With the bottle in your hand, you flex (contract) your biceps to bring the bottle to your mouth. As your biceps contract, your triceps relax.

If either your biceps or triceps is developed more than its counterpart, you might not have full range of motion. In some situations, the more developed muscle may contract more and tighten up. 

What are the effects of a muscle imbalance?

Strengthening your muscles is generally beneficial. However, if you over-focus on some areas of the body while neglecting others, you may end up with a muscle imbalance. 

Muscle imbalances can lead to physical issues, such as:

  • limited mobility
  • pain
  • unbalanced appearance 

Muscle imbalances can also result in instability. This can lead to an increased risk of injury, including damage to:

  • joints
  • ligaments
  • tendons
  • bones
  • muscles
  • connective tissue

How do you fix muscle imbalances?

Everything in your body is connected, so something that impacts one part of your body affects — in either a major or minor way — everything else.

Your first step in fixing a muscle imbalance is identification. 

Muscle strength and endurance testing

One method of identification is biometric testing. This method uses a machine to measure muscular contractions which can reveal strength deficiencies and muscle imbalances. 

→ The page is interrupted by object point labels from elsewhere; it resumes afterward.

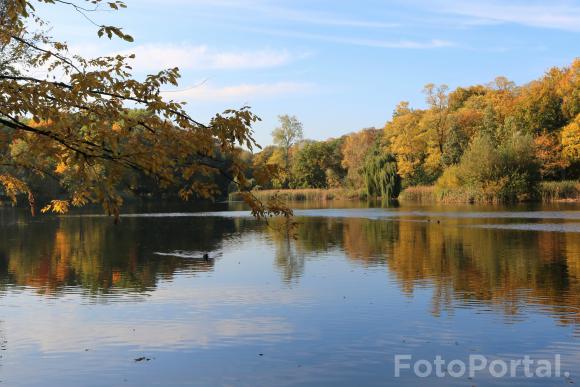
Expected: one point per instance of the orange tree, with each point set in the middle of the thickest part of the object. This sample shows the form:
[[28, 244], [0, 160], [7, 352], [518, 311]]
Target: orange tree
[[76, 124]]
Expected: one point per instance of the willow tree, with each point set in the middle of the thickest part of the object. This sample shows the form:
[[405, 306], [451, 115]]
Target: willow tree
[[74, 124], [380, 175]]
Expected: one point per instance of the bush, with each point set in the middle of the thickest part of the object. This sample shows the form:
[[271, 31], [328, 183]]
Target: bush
[[492, 172]]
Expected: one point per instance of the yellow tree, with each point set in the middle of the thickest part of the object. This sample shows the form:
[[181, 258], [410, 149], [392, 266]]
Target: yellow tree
[[571, 140], [355, 149], [82, 123]]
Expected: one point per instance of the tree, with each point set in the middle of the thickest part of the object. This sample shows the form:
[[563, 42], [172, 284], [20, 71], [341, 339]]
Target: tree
[[380, 175], [80, 131], [355, 149], [288, 134], [571, 140], [318, 165]]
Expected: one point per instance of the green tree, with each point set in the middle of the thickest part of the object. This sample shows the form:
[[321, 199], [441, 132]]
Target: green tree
[[288, 134], [84, 120], [380, 175], [318, 165]]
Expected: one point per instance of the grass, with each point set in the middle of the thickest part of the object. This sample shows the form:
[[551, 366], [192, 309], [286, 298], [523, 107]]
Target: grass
[[552, 191], [419, 194], [306, 194]]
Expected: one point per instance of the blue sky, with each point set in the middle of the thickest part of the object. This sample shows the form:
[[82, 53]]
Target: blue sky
[[339, 66]]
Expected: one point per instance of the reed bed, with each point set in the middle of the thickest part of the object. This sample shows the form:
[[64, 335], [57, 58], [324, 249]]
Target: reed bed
[[305, 194], [553, 191], [419, 194]]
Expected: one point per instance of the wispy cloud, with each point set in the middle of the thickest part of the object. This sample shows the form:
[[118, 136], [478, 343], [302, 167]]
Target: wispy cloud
[[396, 43], [264, 8], [544, 14], [244, 92], [188, 57]]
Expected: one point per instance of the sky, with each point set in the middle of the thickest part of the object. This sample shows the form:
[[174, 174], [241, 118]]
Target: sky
[[339, 66]]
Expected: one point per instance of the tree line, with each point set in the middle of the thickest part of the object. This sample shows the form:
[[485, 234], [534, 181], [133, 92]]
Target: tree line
[[492, 142]]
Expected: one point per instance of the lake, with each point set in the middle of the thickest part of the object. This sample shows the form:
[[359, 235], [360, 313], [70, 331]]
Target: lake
[[331, 302]]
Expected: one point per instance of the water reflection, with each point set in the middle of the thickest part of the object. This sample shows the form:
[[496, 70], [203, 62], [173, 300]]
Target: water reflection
[[328, 303], [466, 266], [96, 256]]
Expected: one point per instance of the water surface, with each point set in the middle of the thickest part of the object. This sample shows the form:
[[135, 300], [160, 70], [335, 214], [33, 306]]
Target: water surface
[[86, 302]]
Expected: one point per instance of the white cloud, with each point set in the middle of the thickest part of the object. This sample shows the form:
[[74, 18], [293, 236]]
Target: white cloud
[[552, 14], [245, 91], [402, 43], [153, 57]]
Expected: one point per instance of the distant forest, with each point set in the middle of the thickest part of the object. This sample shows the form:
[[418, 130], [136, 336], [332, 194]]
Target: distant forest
[[492, 142]]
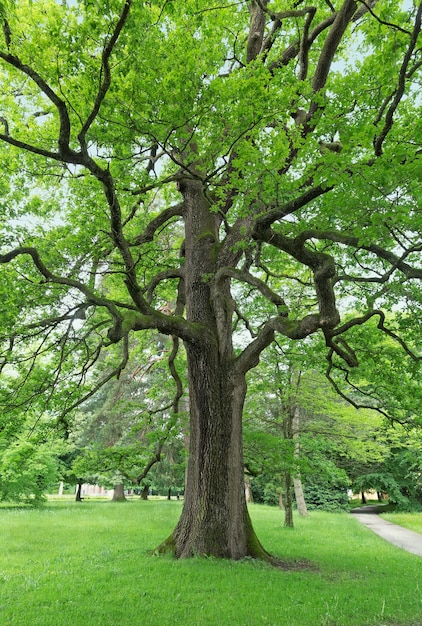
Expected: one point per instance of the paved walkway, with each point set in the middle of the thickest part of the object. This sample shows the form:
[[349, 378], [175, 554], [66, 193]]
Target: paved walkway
[[402, 537]]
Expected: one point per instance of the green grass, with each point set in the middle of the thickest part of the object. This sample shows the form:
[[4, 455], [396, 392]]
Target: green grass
[[88, 564], [413, 521]]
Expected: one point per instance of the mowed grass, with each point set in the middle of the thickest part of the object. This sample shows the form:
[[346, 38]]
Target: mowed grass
[[413, 521], [89, 564]]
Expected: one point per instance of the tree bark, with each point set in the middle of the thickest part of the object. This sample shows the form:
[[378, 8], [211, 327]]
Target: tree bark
[[215, 520], [248, 490], [288, 501], [119, 493], [297, 481], [78, 496]]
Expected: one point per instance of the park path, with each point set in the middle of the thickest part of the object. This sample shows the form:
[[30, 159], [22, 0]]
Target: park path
[[401, 537]]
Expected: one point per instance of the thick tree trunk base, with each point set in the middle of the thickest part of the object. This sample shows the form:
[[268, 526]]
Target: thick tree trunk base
[[253, 548]]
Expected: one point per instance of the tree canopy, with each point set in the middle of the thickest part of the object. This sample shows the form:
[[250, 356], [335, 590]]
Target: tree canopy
[[224, 173]]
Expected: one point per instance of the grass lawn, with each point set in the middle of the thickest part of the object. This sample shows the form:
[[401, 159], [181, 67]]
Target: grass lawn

Biometric testing can focus on individual joints including the:

  • shoulders
  • elbows
  • wrists
  • hips
  • knees
  • ankles


To identify muscular imbalance in their body, some athletes use photos taken from angles other than a straight-on mirror view. 

This helps them see where their body is symmetrical and where they may have some size imbalances. These photos can help identify imbalances in muscle pairs affecting:

  • head position
  • hunched shoulders
  • pelvic tilt
  • leg rotation

Correcting imbalances with exercise

Imbalances can often be corrected through exercise. 

2015 studyTrusted Source on elite fencers showed that the heavy use of lunging while fencing results in an imbalance of the lower and upper limb muscles. 

By improving global muscle balance, the fencers’ lower extremity balance was improved during sport.


Another step for avoiding or fixing muscle imbalances is making sure that your exercise form is proper.

Check your form with an exercise professional (such as a trainer or coach) or by looking in the mirror while you work out, to make sure you’re working your body in the right way. 


One way to avoid exercise-induced muscle imbalance is to focus on function and the whole body.

Avoid trying to build huge muscles in one area. For example, if lifting weights or performing a specific exercise like a lunge, always do the same number of reps on both sides of the body. 


For proper movement, your opposing muscle groups must coordinate with each other. Proper coordination for normal movement and function is dependent on these opposing muscle groups being in balance.

Muscle imbalance can result in:

  • limited mobility
  • pain
  • unbalanced appearance 

If you’re experiencing muscle imbalance, you may be able to address it via targeted exercise. Consider working with a trainer or physical therapist. They can help you diagnose and address any imbalances you may have.